One sign of improvement noted in the report is the evolution of messaging consumers after cart abandonment.
“Whereas before, latencies in data relay between systems often meant retailers were limited in their ability to send a follow-up email reminder in a timely manner, today, with systems better integrated, many companies can act on those findings in a matter of minutes, using multiple channels,” notes eMarketer.
It’s this real-time data (combined with an ability to centralize it across channels and act on it) pushing enhanced capabilities forward.
And U.S. marketers get it.
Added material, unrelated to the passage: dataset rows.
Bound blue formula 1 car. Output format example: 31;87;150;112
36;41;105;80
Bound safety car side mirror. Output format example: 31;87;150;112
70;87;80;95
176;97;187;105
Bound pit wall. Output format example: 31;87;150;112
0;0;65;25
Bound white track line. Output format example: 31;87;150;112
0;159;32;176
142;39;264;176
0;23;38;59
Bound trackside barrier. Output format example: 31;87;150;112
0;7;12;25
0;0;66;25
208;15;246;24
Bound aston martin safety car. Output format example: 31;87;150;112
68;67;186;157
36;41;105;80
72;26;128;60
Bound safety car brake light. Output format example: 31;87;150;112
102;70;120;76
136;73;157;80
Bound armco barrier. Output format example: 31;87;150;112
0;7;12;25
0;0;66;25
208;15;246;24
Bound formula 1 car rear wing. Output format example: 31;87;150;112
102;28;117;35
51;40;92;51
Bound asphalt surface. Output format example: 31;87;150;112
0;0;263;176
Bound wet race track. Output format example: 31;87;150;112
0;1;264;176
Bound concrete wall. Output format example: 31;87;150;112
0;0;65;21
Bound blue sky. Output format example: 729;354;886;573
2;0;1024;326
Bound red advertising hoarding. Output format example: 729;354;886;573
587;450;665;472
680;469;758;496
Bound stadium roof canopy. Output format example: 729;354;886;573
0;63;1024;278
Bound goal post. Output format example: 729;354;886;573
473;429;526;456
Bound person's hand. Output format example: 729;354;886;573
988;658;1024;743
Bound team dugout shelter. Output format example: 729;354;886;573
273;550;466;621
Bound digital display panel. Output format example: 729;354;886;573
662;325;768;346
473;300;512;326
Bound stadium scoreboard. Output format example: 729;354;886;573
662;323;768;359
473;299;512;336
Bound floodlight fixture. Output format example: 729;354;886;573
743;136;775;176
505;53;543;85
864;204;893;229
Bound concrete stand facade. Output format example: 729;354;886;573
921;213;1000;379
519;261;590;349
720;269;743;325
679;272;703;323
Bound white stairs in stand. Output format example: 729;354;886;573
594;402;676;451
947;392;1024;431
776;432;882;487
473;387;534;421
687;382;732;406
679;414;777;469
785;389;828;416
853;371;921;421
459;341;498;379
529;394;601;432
The ability to utilize real-time data and centralize one’s customer database to make it actionable were among the top five 2015 email marketing priorities they acknowledged in polling done by The Relevancy Group.
In fact, the marketers queried indicated that critical areas include improving segmentation and targeting (35 percent); utilizing real-time data (33 percent); greater use of analytics in order to optimize communication (33 percent); improving email inbox delivery of messages (30 percent); and centralizing customer data and making it actionable (29 percent).